Arabic Dictionary

Farabi · December 30, 2009, 05:18:44 AM

I was thinkin is someone out there can make a string searching faster than mine.

Have a look for this function


TextBoxProc proc hWnd:dword,uMsg:dword,wParam:dword,lParam:dword
	LOCAL lptext:dword
	LOCAL buff[256]:dword
	LOCAL hFile:dword 
	LOCAL nIndex:dword
	
	.if uMsg==WM_KEYUP
			invoke mAlloc,1024
			mov lptext,eax
			xor ecx,ecx
			mov ecx,0fffeh
			mov [eax],ecx
			invoke SendMessageW,hEdit,EM_GETLINE,0,lptext
			invoke memfill,addr buff,1024,0
			invoke WideCharToMultiByte,CP_ACP,0,lptext,38,addr buff,MAX_PATH,0,0
			
			invoke SendMessageW,hEdit,EM_LINELENGTH,0,0
			.if eax!=0
				
				invoke SearchString,fFile,addr buff
				mov nIndex,eax
				
			.endif
			
			dec nIndex
			.if nIndex!=-1
				push nIndex
				pop f_ind
			.endif
			
			invoke SendMessage,lb,LB_SETCURSEL,f_ind,0
			
			invoke GlobalFree,lptext
	.endif
	invoke CallWindowProc,tbp,hWnd,uMsg,wParam,lParam
	ret
TextBoxProc endp

hutch-- · December 30, 2009, 08:49:29 AM

Farabi,

Tell us what character set you are using or more correctly what code page you are using as you should be able to use nearly any search algo to find words that you select.

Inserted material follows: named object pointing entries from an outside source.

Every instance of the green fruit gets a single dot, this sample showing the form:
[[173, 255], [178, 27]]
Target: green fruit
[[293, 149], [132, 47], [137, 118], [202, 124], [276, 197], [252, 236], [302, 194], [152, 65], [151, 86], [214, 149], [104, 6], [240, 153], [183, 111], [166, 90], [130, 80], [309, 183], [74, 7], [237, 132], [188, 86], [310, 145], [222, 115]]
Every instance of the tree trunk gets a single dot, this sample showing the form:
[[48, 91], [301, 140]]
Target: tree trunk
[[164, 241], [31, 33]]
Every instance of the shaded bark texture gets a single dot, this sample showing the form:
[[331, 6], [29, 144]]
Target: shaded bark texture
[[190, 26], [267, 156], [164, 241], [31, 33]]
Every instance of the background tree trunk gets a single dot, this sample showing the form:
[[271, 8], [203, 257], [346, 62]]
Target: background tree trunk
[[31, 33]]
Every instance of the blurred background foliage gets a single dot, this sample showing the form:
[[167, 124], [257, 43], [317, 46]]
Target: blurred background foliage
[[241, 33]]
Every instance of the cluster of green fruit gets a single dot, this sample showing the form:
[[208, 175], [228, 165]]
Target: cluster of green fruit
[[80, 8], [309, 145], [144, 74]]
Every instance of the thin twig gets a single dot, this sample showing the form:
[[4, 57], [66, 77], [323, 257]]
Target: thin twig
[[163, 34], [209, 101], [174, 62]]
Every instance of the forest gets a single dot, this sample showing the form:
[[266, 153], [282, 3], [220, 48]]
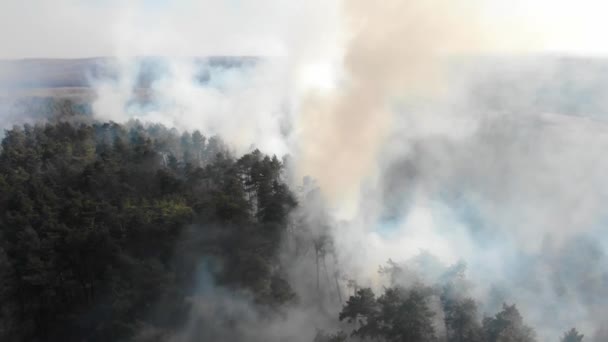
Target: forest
[[105, 229]]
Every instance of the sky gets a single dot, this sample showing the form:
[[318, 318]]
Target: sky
[[87, 28]]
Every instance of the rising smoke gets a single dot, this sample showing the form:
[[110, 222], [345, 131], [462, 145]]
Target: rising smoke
[[417, 143]]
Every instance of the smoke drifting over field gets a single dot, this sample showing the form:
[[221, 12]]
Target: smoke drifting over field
[[417, 142]]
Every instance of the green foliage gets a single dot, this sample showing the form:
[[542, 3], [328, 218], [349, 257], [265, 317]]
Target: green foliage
[[93, 221], [507, 326], [397, 315]]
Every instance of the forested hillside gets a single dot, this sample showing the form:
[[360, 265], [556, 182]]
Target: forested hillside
[[101, 222], [105, 228]]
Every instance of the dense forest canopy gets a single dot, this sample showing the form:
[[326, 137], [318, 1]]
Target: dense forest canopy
[[108, 231]]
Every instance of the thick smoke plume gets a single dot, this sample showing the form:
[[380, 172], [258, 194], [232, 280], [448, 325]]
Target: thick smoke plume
[[397, 49], [419, 142]]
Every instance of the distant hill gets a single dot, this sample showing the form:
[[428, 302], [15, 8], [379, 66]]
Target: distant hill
[[77, 73]]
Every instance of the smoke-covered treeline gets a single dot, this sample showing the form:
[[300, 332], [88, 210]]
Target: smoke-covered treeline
[[137, 232], [101, 222]]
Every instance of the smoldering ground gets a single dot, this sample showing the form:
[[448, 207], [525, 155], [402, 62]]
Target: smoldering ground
[[496, 162]]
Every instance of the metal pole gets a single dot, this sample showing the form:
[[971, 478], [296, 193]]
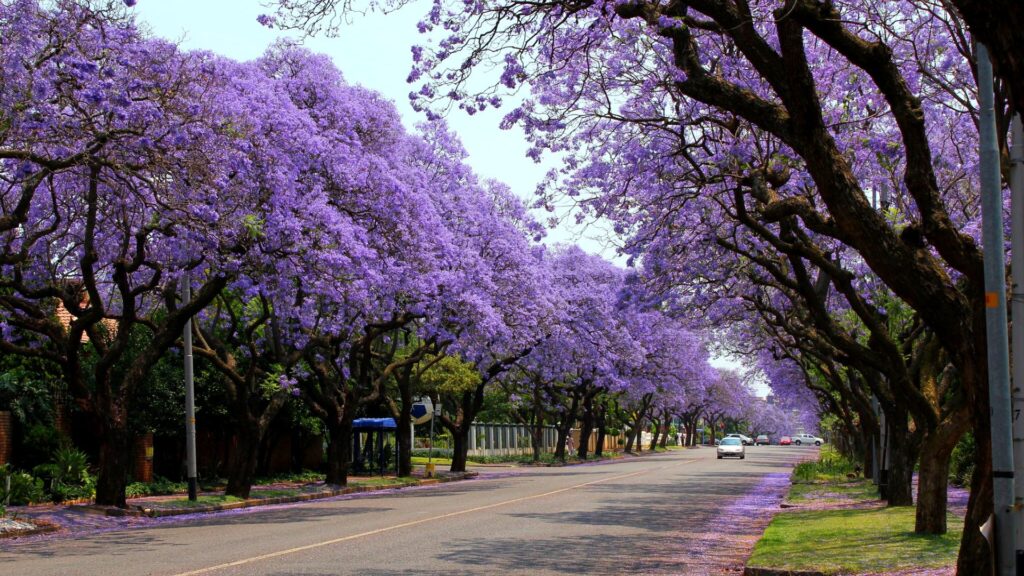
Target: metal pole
[[995, 322], [430, 453], [1017, 314], [189, 393]]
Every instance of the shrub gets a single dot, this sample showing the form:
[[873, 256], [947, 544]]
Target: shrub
[[25, 489], [68, 476], [39, 443], [437, 452], [829, 466]]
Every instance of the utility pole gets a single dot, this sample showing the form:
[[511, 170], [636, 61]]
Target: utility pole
[[995, 322], [1017, 315], [189, 393]]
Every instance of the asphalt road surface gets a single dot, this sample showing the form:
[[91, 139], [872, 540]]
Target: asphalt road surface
[[679, 512]]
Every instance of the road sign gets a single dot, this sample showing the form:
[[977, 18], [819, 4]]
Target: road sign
[[422, 409]]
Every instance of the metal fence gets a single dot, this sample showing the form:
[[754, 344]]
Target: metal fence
[[507, 440]]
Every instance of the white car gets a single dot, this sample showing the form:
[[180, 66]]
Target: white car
[[731, 447], [748, 441], [802, 439]]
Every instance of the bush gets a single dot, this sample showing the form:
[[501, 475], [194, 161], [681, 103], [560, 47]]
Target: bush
[[40, 442], [25, 489], [830, 466], [68, 476], [962, 461], [437, 452], [159, 487], [300, 477]]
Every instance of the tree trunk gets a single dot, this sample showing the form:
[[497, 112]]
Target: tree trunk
[[538, 430], [601, 432], [933, 481], [901, 459], [404, 466], [563, 434], [242, 464], [460, 448], [586, 426], [115, 461], [975, 554], [339, 452], [654, 438], [630, 439]]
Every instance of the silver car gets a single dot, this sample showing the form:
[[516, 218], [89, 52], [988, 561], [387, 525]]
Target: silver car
[[744, 439], [802, 439], [731, 447]]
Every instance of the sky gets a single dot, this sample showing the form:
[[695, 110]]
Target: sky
[[373, 50]]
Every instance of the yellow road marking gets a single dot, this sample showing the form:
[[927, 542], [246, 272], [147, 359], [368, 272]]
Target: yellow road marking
[[416, 522]]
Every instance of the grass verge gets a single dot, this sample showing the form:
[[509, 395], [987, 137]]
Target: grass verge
[[844, 541]]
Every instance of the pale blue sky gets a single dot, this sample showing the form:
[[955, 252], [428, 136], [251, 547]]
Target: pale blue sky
[[372, 50]]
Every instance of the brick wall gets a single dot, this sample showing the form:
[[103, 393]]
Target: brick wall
[[143, 458], [6, 438]]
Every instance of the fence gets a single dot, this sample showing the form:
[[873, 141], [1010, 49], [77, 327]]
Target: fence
[[507, 440], [510, 440]]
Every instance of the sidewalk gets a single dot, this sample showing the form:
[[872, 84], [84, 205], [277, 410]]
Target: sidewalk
[[62, 521]]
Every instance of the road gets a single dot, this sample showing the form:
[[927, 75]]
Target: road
[[679, 512]]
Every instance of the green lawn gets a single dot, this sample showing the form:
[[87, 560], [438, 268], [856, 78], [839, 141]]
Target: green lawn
[[202, 500], [853, 541]]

It looks like you are converting from Unicode to a multibyte format and if we know what you are doing, someone may be able to help.

jj2007 · December 30, 2009, 09:28:04 AM

Farabi,
I've tried to get your app assembled but it does not contain hardcoded include paths, so I gave up.
Without testing, the only section that is probably slow is

Quoteinvoke GetWord,lpFile,ecx,1
         mov eax,l_str
      ;   .if [edx].frbWordStruct.nSize>=eax
            invoke szCmpi,[edx].frbWordStruct.lpAddress,lpString,l_str

No idea what GetWord is, it's not found in your *.asm code, but szCmpi is probably the bottleneck. Try replacing it with crt_strstri. Have a look at the strstri docu.

Farabi · December 30, 2009, 02:29:40 PM

Quote from: hutch-- on December 30, 2009, 08:49:29 AM
Farabi,

Tell us what character set you are using or more correctly what code page you are using as you should be able to use nearly any search algo to find words that you select. It looks like you are converting from Unicode to a multibyte format and if we know what you are doing, someone may be able to help.

Im using the conversion only because the Text box is unicode. So the character set should be the standard

Farabi · December 30, 2009, 02:34:41 PM

Quote from: jj2007 on December 30, 2009, 09:28:04 AM
Farabi,
I've tried to get your app assembled but it does not contain hardcoded include paths, so I gave up.
Without testing, the only section that is probably slow is

Quoteinvoke GetWord,lpFile,ecx,1
         mov eax,l_str
      ;   .if [edx].frbWordStruct.nSize>=eax
            invoke szCmpi,[edx].frbWordStruct.lpAddress,lpString,l_str
No idea what GetWord is, it's not found in your *.asm code, but szCmpi is probably the bottleneck. Try replacing it with crt_strstri. Have a look at the strstri docu.

I think I miss uploaded it.
I used my template and some of the component is not on your.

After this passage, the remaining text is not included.